すると、先生は、突然、何かを思い出したように

「そうだわ……零君に、あれを……ちょっと冷蔵庫まで取りに行ってくるわね」

席を立ち、ぱたぱたとサンダルの音を立てながら、裏手に消えた。
もしかして、シロップかなと思って、ワクワクしていると。

「これ、零君には、おいしくないかもだけれど」

差し出されたのは、お漬物みたいなものがはいった、入れ物だった。

「ひとつ味見して、気に入ったら持って帰って」

先生は、ふたを開け、

「零君、手を出して……?」

と、言った。僕が手のひらを差し出すと

「セロリの浅漬けなんだけれど。風邪に、よく効くのよ」

それを一つ分けてくれる。

「私以外は、あまり食べなくてね……まあ、セロリって、苦手な人多いし、零君も無理しなくていいからね」
「いただきます」

先生が作ってくれた食べ物を食べるのは、これが初めてだ。僕は、ドキドキしながら、それを口に放り込む。

(にっっが……い!?)
「どう? だめだったら、ティッシュに出しちゃっていいわよ」

先生はそう言ったけれど、僕は、意地でも食べてやろうと思った。
シャクシャクと噛めば、口の中に、なんともいえない香りがひろがっていく。でも、まずいなんて、絶対に言いたくない。
目をつむり、ごくんとそれを飲み込む。そして、僕は

「おいしい」

と言った。

 

――僕にとって、セロリとは、そういう思い出の味だ。

 

毒や腐敗したものを、摂取しないようにという本能から、子どもは苦味や酸味をあまり好まないと聞いたことがある。
実際、僕が、セロリを心からおいしいと思えるようになったのは、中学生の頃だったし、これが苦手な人が多いことも知っている。
とはいえ……

「セロリじゃないですか!!」

と言って、セロリを吹き出した、部下にちょっとだけあきれる。
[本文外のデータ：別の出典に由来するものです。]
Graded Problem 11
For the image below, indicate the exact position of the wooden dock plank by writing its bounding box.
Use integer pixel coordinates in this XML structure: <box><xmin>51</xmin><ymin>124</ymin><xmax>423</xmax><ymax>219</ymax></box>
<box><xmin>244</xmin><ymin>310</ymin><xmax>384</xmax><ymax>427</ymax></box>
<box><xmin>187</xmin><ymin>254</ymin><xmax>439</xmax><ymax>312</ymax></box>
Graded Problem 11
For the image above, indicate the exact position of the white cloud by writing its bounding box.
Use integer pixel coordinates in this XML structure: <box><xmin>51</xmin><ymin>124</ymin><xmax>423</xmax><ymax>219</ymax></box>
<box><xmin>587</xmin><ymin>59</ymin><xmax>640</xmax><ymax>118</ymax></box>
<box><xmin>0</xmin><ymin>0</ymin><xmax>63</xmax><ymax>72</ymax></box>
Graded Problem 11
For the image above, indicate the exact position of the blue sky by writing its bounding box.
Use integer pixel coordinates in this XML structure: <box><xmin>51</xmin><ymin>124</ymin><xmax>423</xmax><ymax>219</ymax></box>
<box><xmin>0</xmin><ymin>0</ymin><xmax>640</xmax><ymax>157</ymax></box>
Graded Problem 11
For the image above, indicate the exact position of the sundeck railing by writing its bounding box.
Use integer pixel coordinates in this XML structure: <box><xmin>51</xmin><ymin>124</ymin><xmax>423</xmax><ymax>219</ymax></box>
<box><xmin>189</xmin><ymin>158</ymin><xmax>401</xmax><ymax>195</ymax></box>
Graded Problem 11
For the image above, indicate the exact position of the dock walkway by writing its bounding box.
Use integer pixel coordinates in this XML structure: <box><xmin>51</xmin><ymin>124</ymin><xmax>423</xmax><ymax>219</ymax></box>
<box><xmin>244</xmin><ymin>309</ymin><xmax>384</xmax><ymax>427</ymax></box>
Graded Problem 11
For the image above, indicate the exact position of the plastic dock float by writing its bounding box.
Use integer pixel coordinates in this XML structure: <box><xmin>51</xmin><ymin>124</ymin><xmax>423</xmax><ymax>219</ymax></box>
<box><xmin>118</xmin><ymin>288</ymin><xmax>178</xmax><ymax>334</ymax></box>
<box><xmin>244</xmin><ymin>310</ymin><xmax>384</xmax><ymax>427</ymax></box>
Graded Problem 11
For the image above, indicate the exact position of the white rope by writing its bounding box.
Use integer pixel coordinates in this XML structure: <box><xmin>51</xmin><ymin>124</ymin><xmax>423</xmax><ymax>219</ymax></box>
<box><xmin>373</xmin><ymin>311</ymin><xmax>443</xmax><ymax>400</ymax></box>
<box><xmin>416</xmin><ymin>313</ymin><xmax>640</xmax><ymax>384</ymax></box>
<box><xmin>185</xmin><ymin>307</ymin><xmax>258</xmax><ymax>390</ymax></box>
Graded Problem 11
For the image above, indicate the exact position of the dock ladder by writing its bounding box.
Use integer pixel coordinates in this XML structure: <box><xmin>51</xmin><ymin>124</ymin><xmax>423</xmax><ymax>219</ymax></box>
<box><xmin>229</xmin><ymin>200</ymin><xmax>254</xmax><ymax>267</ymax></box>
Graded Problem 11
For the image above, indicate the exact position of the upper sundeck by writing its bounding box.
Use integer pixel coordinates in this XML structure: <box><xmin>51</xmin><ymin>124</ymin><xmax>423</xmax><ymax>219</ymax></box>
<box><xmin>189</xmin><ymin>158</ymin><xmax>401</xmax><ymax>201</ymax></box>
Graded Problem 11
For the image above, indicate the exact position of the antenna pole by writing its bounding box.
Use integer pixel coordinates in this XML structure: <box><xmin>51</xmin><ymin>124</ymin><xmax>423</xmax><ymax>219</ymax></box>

苦手なら渡された時点で気がつかないのか……と。

「セロリだよ」
「ちょっと、水買ってきます……」

少しして、自動販売機でペットボトルを買った風見が戻ってくる。

「セロリ、苦手なのか……?」
「ええ。まあ……」
「危機管理が、なってないんじゃないか?」

背中越しに水を飲む音が聞こえる。

「……はー。まあ、そうは言いますけど。なんていうか……降谷さんがくれるものなら、欲しいって思っちゃうんですよね。不思議と……」

ふと、あの日の診察場面を思い出した。

(子どもだったけれど、僕は、ちゃんと飲み込んだぞ?)

なのに……君ときたら。

「それなら飲み込めよ」

立ち上がりながら、風見が言う。

「そうは言いますけどね……飲めないもんもあるんですよ」
「そりゃあ、そうかもしれないが……」
「でも、ご安心ください。仕事の頼みなら、なんでも飲みますんで」
「そうか……よろしく頼んだよ。風見」
「ええ。お任せください」

ちらりと、ほんの一瞬ふり向けば、会話の途中に渡したメモを、ポケットにしまいこんで、走り出す、風見の後ろ姿が見えた。人の体調は気にするくせに、自分自身は、風邪で休もうなどとは思わないらしい。

そして、僕はまた。風邪予防のセロリを食べる。

この味に、また一つ、思い出が加わってしまったなと思いながら。

 

 

【あとがきなど】
風見とも、こういうことがあってもいいだろ?!
という気持ちで書いたお話です。
エレーナ先生からもらった愛を、自分の中だけにとどめるんじゃなくて。また、別の誰かに注ぐことで。
かつて、自分が愛されていたことを、あらためて実感する降谷零……永遠に好き。